How Do Patient Collections Work?
From copayments and deductibles to having to deal with outstanding balances, an effective patient collection process is vital for any healthcare provider trying to remain financially stable.
Throughout this article, we’ll be looking at all things to do with your patient portal, hopefully shedding some light on how prompt patient payments can affect your practice’s overall cash flow.
In addition, we will also be taking a look at some of the best ways of improving patient collections for medical practices, equipping you with all the knowledge you’ll need to ultimately ensure financial stability and success for your practice in the long run. Let’s begin!
The Basics of Patient Collections
Firstly, let’s begin with some fundamentals that are worth memorizing for health care organizations. In essence, patient collections refer to the process of collecting any of the outstanding balances from your patients for the medical services your practice has rendered.
This isn’t as seamless a process as it might imply, unfortunately, and there are often many hiccups when it actually comes to collecting payments from patients. Instead, the patient collection process usually involves fairly systematic management of all the various medical bills, payments, and outstanding balances of all your patients.
Still, this is an absolutely vital part of your overall revenue cycle management, so establishing a streamlined payment process is critical if you’re aiming to reduce your accounts receivable days.
So, let’s take a closer look at how patient collections actually work in practice.
1. Verification of Insurance
The first step in almost all patient collection processes is to verify your patient’s insurance coverage. This includes a range of factors, but mainly you’re looking to determine the scope of coverage, co-pays, deductibles, or any other financial obligations that your patients could have.
At this point, you’d normally explain the patient financial responsibility, so it’s clear what your payment terms are for all parties involved.
2. Pre-authorization
Not all, but some of the medical procedures or treatments you’ll provide might require pre-authorization from the insurance company first. Essentially, this just ensures that all the services you provide will actually be covered by the patient’s insurance plan.
3. Billing
After your practice has provided the medical services, you then need to generate some form of invoice or statement that can clearly display all of the services rendered.

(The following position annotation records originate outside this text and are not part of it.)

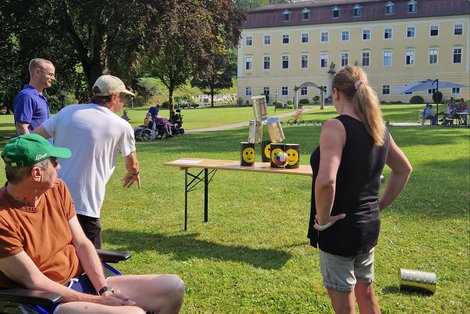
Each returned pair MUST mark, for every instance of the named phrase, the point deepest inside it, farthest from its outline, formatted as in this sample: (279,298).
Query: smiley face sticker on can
(293,151)
(247,154)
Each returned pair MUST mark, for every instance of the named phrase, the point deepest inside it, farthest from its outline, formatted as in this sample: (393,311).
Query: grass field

This document usually just outlines all the relevant services and costs – nothing different than your medical practice would’ve sent in the past to receive healthcare payments.
4. Submission of Claims
Next, your medical practice needs to submit these claims to the patient’s insurance company so you can seek reimbursement for the services provided.

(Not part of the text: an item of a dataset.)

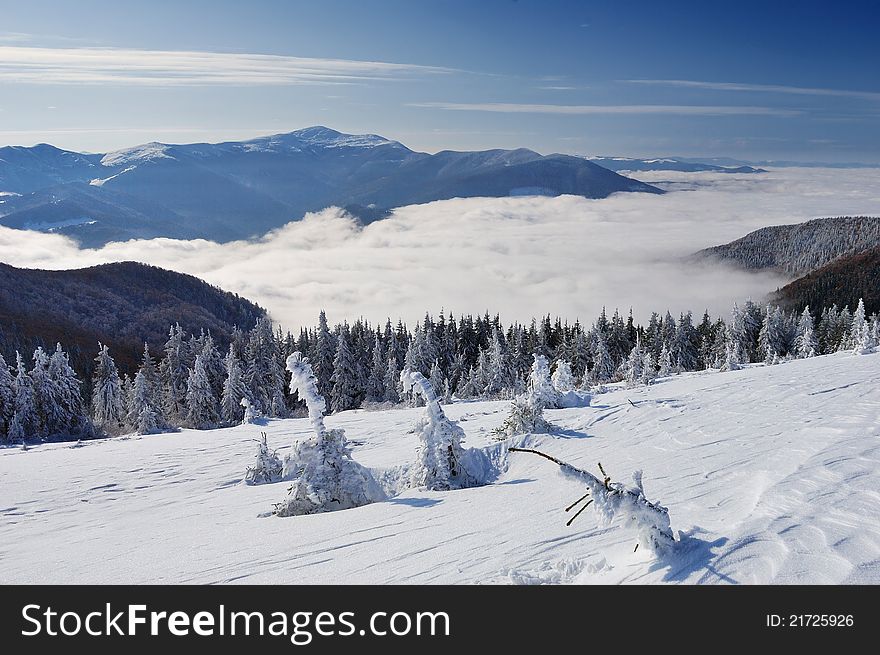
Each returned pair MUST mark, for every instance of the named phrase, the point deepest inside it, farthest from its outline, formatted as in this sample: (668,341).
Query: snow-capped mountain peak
(136,155)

This step is crucial and typically is best overseen by professional medical coders as you need to adhere to specific coding requirements so you can ensure accurate claim submission.
5. Insurance Reimbursement
Once the insurance company receives the claims, they review and process them. Afterwards, they’ll then reimburse your practice for all of the approved services based on the coverage and contract agreements.
6. Patient Statements
If there are still any outstanding balances after you’ve received the insurance reimbursement, your medical practice then generates patient statements that basically detail the remaining balance and inform the patient of their financial responsibility.
7. Payment Collection
Almost finished! Now you just need to communicate with the patient so you can collect payments.This can be done through various different means, like phone calls or even mailed statements.

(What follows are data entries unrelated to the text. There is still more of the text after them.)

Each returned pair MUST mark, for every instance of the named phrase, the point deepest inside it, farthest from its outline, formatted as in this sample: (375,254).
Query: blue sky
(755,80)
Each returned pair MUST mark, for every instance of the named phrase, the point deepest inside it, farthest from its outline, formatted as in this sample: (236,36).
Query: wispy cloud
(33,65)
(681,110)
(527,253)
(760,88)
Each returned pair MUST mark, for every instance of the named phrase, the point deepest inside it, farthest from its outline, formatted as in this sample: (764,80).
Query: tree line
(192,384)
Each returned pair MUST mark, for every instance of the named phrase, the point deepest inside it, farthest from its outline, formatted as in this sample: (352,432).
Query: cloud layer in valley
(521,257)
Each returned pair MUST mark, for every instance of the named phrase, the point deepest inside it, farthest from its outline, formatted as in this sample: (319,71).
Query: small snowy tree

This part can be slightly tricky for certain customers, so offer flexible payment options to make it easier for patients to settle their bills if financially viable.
8. Follow-up and Resolution
In some cases where your patients might fail to make payments or just have difficulties meeting their obligations, you might need to engage in further follow-up.
Usually, this includes negotiating payment plans, discussing financial assistance programs, or even involving collection agencies as a last resort.
Outsourcing to PMN
Understandably, walking the fine line between helpful patient reminders and ensuring you’re never running into any cash flow issues isn’t particularly simple for medical practices – especially smaller-sized organizations.
As a result, many healthcare providers in California choose to outsource these responsibilities to a medical billing company instead, such as PMN.
When it comes to patient collections in particular, PMN brings over 20 years of expertise to your practice. Not only can you improve your collection rates with PMN, but you’ll also be able to optimize other major areas of your practice through monthly reports and audits.
If your medical practice currently operates within California and you’re interested in hearing more about how PMN can assist, don’t hesitate to get in touch today by calling (949) 215-5055. In addition, you can book an appointment for an in-person chat at their lovely office in Laguna Hills, Orange County, California!
FAQs
How Can I Measure The Effectiveness of My Patient Collection Strategies?
Usually, it can help if you track and analyze some of your key performance indicators, like collection rates, accounts receivable ageing, and even surveys of how satisfied your patients are. In addition, make sure to regularly review your strategies based on some of these metrics in order to fully optimize your collection processes and stay financially stable.
How Can I Handle Sensitive Patient Information During The Collections Process?
Though easier said than done, aim to adhere as strictly as possible to any patient privacy laws, like HIPAA, whenever you’re dealing with patient debt. This goes for all your staff, too, so ensure they’re all trained properly on privacy practices and how to handle patient information with the utmost care.